Tiger Airways seeks higher fuel surcharge
MANILA, Philippines - Tiger Airways Philippines is set to raise fares for its international routes as it seeks the approval of the Civil Aeronautics Board (CAB) to impose higher fuel surcharge.
Tiger Airways said it is seeking an upward adjustment of fuel surcharge of between six percent and as much as 22 percent on international passenger tickets due to the rising cost of aviation fuel in the world market.
The airline wants to raise the fuel surcharge on Clark to Singapore passengers 7.5 percent to P860 per passenger from P800 as well as Clark to Bangkok passengers by about six percent to P900 from P850.
The low-cost carrier also intends to hike by 22.2 percent the fuel surcharge imposed on passengers of Kalibo to Singapore flights to P1,100 per passenger from P900.

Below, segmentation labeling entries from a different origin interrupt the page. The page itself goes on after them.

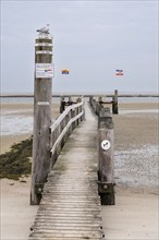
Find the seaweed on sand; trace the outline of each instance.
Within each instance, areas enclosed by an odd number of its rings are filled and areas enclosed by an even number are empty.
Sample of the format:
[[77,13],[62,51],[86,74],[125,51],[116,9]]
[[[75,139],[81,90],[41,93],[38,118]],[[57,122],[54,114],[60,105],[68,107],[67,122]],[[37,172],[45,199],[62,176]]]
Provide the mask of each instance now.
[[0,178],[19,180],[30,173],[33,136],[11,146],[11,151],[0,155]]

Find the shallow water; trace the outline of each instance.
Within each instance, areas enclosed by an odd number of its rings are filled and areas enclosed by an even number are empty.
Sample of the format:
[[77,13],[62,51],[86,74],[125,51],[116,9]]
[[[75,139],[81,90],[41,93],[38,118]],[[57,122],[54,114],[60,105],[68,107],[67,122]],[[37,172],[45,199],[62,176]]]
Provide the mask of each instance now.
[[138,149],[115,151],[117,184],[158,188],[158,153],[157,145],[145,145]]

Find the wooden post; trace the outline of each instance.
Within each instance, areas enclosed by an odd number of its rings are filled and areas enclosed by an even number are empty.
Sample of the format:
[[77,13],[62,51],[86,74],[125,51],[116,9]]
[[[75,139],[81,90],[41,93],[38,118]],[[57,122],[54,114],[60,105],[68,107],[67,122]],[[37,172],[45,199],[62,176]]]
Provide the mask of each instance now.
[[39,33],[35,41],[34,136],[30,204],[39,204],[50,170],[50,133],[52,99],[52,37]]
[[60,98],[60,113],[64,111],[64,106],[65,106],[64,96],[62,96]]
[[69,106],[71,106],[71,105],[72,105],[72,97],[69,96]]
[[98,118],[98,190],[102,205],[114,205],[113,122],[110,109]]
[[112,113],[118,115],[118,89],[114,91],[114,96],[112,97]]

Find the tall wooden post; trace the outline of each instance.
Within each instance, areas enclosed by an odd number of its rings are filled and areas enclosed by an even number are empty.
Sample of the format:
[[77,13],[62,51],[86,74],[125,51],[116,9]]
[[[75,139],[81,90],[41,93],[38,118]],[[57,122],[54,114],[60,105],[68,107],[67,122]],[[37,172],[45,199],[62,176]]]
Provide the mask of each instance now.
[[109,108],[98,118],[98,190],[102,205],[114,205],[113,122]]
[[50,170],[52,37],[40,32],[35,40],[34,136],[30,204],[39,204],[42,187]]
[[114,96],[112,97],[112,113],[118,115],[118,89],[114,91]]

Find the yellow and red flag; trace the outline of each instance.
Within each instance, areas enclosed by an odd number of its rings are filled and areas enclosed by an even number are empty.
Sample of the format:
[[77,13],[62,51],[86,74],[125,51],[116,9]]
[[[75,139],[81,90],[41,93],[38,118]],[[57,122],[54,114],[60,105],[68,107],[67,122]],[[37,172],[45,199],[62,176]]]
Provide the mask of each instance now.
[[70,73],[70,70],[63,69],[63,70],[61,71],[61,73],[62,73],[62,74],[69,74],[69,73]]
[[122,76],[122,75],[124,75],[124,73],[123,73],[123,70],[115,70],[115,75],[117,76]]

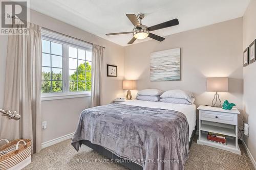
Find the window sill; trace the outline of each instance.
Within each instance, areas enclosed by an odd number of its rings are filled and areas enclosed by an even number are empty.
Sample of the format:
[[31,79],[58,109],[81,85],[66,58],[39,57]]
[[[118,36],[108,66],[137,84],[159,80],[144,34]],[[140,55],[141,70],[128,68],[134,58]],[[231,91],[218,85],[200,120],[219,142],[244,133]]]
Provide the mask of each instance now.
[[79,93],[71,94],[52,94],[44,95],[41,96],[41,101],[51,101],[71,98],[90,97],[91,93]]

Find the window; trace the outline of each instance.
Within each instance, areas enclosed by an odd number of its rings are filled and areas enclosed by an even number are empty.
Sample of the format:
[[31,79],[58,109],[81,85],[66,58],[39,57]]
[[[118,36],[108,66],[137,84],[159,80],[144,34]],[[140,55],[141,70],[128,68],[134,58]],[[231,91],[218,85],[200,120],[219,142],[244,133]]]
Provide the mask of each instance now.
[[69,91],[91,91],[92,53],[69,46]]
[[42,93],[63,92],[62,45],[42,40]]
[[42,31],[42,100],[88,96],[91,89],[92,45]]

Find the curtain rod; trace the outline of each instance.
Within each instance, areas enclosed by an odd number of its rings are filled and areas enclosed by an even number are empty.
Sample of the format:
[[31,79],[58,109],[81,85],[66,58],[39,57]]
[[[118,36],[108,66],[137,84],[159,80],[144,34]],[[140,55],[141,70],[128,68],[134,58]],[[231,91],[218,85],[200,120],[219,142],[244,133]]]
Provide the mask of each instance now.
[[[5,15],[6,14],[5,14]],[[12,19],[20,19],[19,18],[17,18],[14,16],[12,16],[12,15],[11,15],[9,14],[7,14],[7,18],[12,18]],[[91,42],[88,42],[88,41],[84,41],[84,40],[81,40],[80,39],[79,39],[79,38],[75,38],[75,37],[72,37],[71,36],[69,36],[68,35],[67,35],[67,34],[63,34],[63,33],[59,33],[58,32],[57,32],[56,31],[54,31],[54,30],[51,30],[51,29],[50,29],[49,28],[46,28],[46,27],[42,27],[42,28],[44,30],[48,30],[48,31],[51,31],[51,32],[53,32],[54,33],[57,33],[57,34],[61,34],[65,36],[66,36],[66,37],[70,37],[70,38],[73,38],[73,39],[77,39],[78,40],[79,40],[79,41],[83,41],[83,42],[86,42],[87,43],[89,43],[89,44],[92,44],[93,45],[93,43],[91,43]],[[105,48],[106,47],[104,47],[104,46],[100,46],[100,45],[99,45],[99,46],[100,47],[102,47],[102,48]]]
[[[62,35],[63,35],[65,36],[66,36],[66,37],[70,37],[70,38],[73,38],[73,39],[75,39],[76,40],[79,40],[79,41],[83,41],[83,42],[84,42],[86,43],[89,43],[89,44],[92,44],[93,45],[93,43],[91,43],[91,42],[88,42],[88,41],[84,41],[84,40],[83,40],[82,39],[79,39],[79,38],[75,38],[75,37],[73,37],[72,36],[69,36],[68,35],[67,35],[67,34],[63,34],[63,33],[59,33],[58,32],[57,32],[56,31],[54,31],[54,30],[51,30],[51,29],[50,29],[49,28],[46,28],[46,27],[42,27],[42,28],[44,29],[44,30],[48,30],[48,31],[51,31],[51,32],[53,32],[55,33],[57,33],[57,34],[61,34]],[[102,48],[105,48],[106,47],[104,47],[104,46],[100,46],[100,45],[99,45],[99,46],[100,47],[102,47]]]

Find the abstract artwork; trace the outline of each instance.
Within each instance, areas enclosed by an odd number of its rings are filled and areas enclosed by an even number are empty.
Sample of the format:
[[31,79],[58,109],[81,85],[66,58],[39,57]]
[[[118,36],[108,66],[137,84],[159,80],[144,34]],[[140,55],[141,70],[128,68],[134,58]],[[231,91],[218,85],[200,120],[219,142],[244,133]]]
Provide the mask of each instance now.
[[117,77],[117,66],[106,64],[106,76]]
[[151,53],[150,80],[180,80],[180,48]]

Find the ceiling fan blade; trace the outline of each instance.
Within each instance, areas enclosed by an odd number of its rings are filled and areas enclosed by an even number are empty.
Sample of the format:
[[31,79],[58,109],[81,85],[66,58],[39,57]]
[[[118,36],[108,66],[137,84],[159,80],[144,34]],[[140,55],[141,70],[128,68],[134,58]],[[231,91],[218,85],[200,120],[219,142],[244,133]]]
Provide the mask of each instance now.
[[137,25],[140,25],[140,22],[137,18],[137,16],[135,14],[126,14],[126,16],[130,19],[130,20],[133,23],[134,26],[136,26]]
[[151,26],[147,29],[150,31],[159,30],[165,28],[167,28],[172,26],[177,26],[179,25],[179,20],[178,19],[174,19],[168,21],[158,24],[157,25]]
[[131,40],[131,41],[128,42],[127,44],[132,44],[135,40],[136,40],[136,38],[133,37],[133,39]]
[[120,33],[109,33],[106,34],[106,35],[119,35],[119,34],[132,34],[133,32],[122,32]]
[[156,40],[158,40],[159,41],[163,41],[165,39],[165,38],[163,37],[159,36],[158,35],[156,35],[156,34],[154,34],[152,33],[150,33],[150,34],[148,34],[148,37],[153,38],[154,39],[155,39]]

The CAB allows airlines to impose fuel surcharge on international and domestic passengers as a temporary relief to help them recover losses arising from the increase in jet fuel prices in the world market.

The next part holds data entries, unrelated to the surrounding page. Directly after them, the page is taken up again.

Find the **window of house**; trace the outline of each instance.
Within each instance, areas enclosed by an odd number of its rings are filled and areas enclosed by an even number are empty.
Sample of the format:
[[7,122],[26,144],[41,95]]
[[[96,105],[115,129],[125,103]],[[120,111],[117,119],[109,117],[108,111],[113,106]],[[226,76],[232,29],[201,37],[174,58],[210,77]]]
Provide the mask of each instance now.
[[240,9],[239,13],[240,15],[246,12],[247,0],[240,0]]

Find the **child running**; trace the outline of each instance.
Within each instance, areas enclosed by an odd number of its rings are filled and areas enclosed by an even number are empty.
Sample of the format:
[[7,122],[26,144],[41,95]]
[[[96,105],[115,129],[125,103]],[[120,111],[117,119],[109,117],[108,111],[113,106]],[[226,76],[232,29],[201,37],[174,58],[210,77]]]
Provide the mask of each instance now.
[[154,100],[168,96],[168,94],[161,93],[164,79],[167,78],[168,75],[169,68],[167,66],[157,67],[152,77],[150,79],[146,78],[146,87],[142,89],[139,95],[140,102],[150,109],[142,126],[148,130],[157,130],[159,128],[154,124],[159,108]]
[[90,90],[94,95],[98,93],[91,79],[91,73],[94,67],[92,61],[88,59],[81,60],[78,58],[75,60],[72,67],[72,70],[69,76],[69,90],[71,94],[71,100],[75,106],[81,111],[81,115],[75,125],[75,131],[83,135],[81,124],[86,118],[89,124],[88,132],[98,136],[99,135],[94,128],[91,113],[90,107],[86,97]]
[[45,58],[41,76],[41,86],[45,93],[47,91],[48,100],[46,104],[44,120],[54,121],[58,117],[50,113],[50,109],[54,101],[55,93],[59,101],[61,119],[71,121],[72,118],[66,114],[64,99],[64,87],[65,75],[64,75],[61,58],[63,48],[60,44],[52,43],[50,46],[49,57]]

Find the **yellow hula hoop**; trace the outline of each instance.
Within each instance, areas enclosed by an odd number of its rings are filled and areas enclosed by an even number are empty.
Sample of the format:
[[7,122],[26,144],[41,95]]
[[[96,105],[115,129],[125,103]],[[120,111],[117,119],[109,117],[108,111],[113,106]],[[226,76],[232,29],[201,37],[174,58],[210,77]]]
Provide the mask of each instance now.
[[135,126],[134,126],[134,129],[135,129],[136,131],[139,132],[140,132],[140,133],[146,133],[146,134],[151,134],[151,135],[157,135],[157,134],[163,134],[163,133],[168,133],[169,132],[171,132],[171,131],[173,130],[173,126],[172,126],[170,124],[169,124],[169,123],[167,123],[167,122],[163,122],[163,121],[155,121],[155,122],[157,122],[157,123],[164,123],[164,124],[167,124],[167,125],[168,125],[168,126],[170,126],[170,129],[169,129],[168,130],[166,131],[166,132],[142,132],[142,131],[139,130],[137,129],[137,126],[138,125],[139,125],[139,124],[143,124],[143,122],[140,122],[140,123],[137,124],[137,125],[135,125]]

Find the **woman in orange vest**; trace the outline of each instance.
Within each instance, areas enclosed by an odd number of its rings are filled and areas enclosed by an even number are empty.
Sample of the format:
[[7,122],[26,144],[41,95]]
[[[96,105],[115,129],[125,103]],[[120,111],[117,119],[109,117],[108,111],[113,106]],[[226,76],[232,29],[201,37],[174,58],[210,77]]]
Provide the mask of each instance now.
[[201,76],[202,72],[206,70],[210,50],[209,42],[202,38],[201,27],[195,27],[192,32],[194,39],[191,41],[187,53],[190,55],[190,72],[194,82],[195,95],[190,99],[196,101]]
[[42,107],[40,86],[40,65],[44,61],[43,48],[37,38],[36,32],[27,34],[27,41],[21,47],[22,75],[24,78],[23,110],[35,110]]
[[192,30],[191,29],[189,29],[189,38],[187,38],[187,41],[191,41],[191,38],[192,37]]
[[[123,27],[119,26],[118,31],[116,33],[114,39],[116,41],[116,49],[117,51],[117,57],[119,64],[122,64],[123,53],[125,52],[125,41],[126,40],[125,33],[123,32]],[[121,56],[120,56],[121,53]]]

Latest results of the Jet Fuel Price Monitor of the International Air Transportation Association (IATA) showed that average price of jet fuel rose 1.1 percent to $127 per barrel from a month ago, exceeding the full year target of $124.5 per barrel set by IATA.
Last July, Tiger Airways has already raised the fuel surcharge for its flights to Singapore and Bangkok via the Clark International Airport in Pampanga and Kalibo International Airport in Aklan.
The local unit of Singapore’s Tiger Airways is undertaking a massive re-fleeting program as it initially intends to triple its revenues and increase its market share in the local aviation industry starting this year.
The budget airline intends to beef up its existing fleet of five aircraft consisting of two Airbus A320 and three A319 aircraft to 25 within the next three to five years. It intends to acquire at least three to four aircraft per year over the next three to five years.
Tiger Airways chief executive officer Olive Ramos said the airline expects revenues to increase by half in the next fiscal year to P7.5 billion from about P5 billion this fiscal year due to robust demand.
After launching flights to Phuket in Thailand, the airline is looking at other destinations such as Japan and South Korea.
In August last year Tiger Airways, through wholly-owned subsidiary Roar Aviation II Pte Ltd, acquired a 40-percent stake in Seair for a total consideration of $2.5 million. The investment in Seair is Tiger’s second joint venture after it acquired a 33-percent stake in Mandala Airlines in Indonesia.
The other 60 percent of Tiger Airways Philippines is owned by a group of Filipino businessmen.